À l’époque qua­ter­naire, il y eut une grande exten­sion des glac­i­ers et un remar­quable développe­ment des cours d’eau.

La faune de cette époque ne dif­fère pas beau­coup de celle d’aujourd’hui.

Pour­tant, quelques espèces ont dis­paru : l’Éléphantus antiqu­us, le Mam­mouth, le Rhinocéros tichor­i­nus, le Cervus megaceros, l’Ours des cav­ernes et l’Hyène des cavernes.

D’autres fuyant les glaces ont émi­gré vers le sud : le Lion, l’Hippopotame, l’Éléphant, le Rhinocéros.

D’autres, au con­traire, ont émi­gré vers le nord : l’Élan, le Glou­ton et le Renne.

Quelques autres espèces ont dis­paru depuis peu de temps : l’Aurochs, le Bison d’Europe, le Dinormis, oiseau gigan­tesque de la Nou­velle-Zélande, l’Aepyormis, grand oiseau de Mada­gas­car, le Dronte de l’Île Mau­rice, l’Éléphant africain et la Baleine sont en voie de disparition.

Les végé­taux de l’époque qua­ter­naire dif­fèrent peu des végé­taux actuels.

Les roches qua­ter­naires sont fri­ables, ce sont des argiles et des alluvions.

Enfin on trou­ve dès le début des ter­rains qua­ter­naires des preuves de l’existence de l’homme.

Quelle est la durée de ces temps géologiques ? Il est dif­fi­cile de don­ner des chiffres.

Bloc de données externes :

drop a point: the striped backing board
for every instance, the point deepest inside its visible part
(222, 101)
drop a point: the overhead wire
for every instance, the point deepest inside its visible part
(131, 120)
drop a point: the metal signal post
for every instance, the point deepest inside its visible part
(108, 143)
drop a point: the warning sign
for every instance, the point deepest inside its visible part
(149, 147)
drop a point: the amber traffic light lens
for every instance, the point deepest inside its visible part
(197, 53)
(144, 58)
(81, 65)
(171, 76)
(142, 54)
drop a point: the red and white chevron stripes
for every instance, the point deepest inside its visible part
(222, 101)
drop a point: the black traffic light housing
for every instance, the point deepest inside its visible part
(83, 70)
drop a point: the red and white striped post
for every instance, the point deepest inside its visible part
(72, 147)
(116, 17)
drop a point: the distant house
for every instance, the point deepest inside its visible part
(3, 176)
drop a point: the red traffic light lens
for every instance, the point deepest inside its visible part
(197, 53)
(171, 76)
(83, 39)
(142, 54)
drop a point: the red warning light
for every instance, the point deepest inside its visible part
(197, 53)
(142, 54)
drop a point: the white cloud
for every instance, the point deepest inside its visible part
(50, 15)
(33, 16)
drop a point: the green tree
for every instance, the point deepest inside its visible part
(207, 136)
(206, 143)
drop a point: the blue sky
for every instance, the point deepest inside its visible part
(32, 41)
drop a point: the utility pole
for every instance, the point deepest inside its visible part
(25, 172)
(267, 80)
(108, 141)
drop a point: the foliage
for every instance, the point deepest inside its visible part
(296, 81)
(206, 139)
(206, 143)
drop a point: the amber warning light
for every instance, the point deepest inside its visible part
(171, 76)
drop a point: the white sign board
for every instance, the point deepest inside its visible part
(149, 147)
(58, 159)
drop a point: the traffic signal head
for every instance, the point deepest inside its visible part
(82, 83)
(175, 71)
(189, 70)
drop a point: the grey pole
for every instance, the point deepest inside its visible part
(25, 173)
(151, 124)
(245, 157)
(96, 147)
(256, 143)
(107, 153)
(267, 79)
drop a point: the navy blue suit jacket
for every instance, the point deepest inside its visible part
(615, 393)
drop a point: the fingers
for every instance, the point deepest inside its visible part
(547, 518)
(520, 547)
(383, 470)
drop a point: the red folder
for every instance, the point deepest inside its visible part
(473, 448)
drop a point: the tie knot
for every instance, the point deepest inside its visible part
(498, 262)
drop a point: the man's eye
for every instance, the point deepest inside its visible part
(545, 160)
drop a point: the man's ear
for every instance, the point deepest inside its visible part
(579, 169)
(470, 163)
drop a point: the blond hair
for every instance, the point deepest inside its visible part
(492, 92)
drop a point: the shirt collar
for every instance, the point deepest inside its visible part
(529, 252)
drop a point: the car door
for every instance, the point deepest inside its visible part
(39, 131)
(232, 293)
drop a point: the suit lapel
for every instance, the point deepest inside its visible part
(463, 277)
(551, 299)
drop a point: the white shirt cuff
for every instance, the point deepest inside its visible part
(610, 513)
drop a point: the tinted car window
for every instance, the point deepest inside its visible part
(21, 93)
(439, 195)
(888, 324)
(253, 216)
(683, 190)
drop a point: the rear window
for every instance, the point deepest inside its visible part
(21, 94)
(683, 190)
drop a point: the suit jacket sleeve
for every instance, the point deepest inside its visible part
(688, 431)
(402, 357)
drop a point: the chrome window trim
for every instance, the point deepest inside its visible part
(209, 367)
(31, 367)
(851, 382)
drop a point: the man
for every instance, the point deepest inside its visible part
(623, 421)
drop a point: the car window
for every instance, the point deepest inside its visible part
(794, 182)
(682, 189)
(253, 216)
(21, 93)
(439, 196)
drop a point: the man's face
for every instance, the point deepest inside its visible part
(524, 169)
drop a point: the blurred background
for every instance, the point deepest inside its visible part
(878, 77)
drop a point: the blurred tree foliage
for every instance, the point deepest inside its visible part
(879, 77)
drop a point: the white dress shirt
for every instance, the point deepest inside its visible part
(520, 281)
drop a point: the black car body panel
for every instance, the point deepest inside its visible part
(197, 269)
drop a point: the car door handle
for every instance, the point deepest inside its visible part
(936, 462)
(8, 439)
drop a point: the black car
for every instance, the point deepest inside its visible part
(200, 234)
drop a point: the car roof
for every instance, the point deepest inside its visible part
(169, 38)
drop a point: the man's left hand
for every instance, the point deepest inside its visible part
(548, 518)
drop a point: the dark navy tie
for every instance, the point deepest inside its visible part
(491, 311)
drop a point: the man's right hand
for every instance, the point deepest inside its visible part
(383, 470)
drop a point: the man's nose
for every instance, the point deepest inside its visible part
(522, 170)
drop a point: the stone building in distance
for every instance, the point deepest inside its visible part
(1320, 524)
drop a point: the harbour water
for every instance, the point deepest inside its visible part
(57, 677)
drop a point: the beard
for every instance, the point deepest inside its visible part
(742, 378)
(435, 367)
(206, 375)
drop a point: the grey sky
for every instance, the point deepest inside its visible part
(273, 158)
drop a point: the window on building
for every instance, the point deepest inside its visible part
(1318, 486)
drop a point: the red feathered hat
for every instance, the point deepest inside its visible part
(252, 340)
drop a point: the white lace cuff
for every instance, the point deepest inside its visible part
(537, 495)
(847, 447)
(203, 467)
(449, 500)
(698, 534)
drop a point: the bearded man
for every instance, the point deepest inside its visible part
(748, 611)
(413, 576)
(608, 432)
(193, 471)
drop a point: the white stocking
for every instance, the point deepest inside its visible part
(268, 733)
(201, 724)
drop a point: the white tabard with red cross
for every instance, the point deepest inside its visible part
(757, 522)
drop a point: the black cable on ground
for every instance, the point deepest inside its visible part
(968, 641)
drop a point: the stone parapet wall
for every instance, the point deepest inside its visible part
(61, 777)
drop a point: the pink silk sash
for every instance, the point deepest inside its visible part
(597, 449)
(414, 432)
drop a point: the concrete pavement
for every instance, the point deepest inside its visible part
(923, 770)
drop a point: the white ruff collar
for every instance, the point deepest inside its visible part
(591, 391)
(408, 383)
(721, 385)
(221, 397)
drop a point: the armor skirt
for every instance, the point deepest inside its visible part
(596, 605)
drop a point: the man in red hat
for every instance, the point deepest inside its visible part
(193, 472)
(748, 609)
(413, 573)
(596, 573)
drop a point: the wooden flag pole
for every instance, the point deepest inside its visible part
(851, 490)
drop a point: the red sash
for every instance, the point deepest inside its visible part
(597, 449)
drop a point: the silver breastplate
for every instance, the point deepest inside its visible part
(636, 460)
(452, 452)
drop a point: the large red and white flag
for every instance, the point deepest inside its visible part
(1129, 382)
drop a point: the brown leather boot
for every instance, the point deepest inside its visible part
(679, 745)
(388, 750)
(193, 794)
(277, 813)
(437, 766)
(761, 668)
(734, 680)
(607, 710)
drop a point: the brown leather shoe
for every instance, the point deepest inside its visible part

Pour­tant on sait que, dans les mers actuelles, il faut plusieurs années pour pro­duire des dépôts de quelques cen­timètres, et comme l’épaisseur des ter­rains sédi­men­taires est de plusieurs mil­liers de mètres, on en déduit que la terre est vieille de mil­liers de siècles.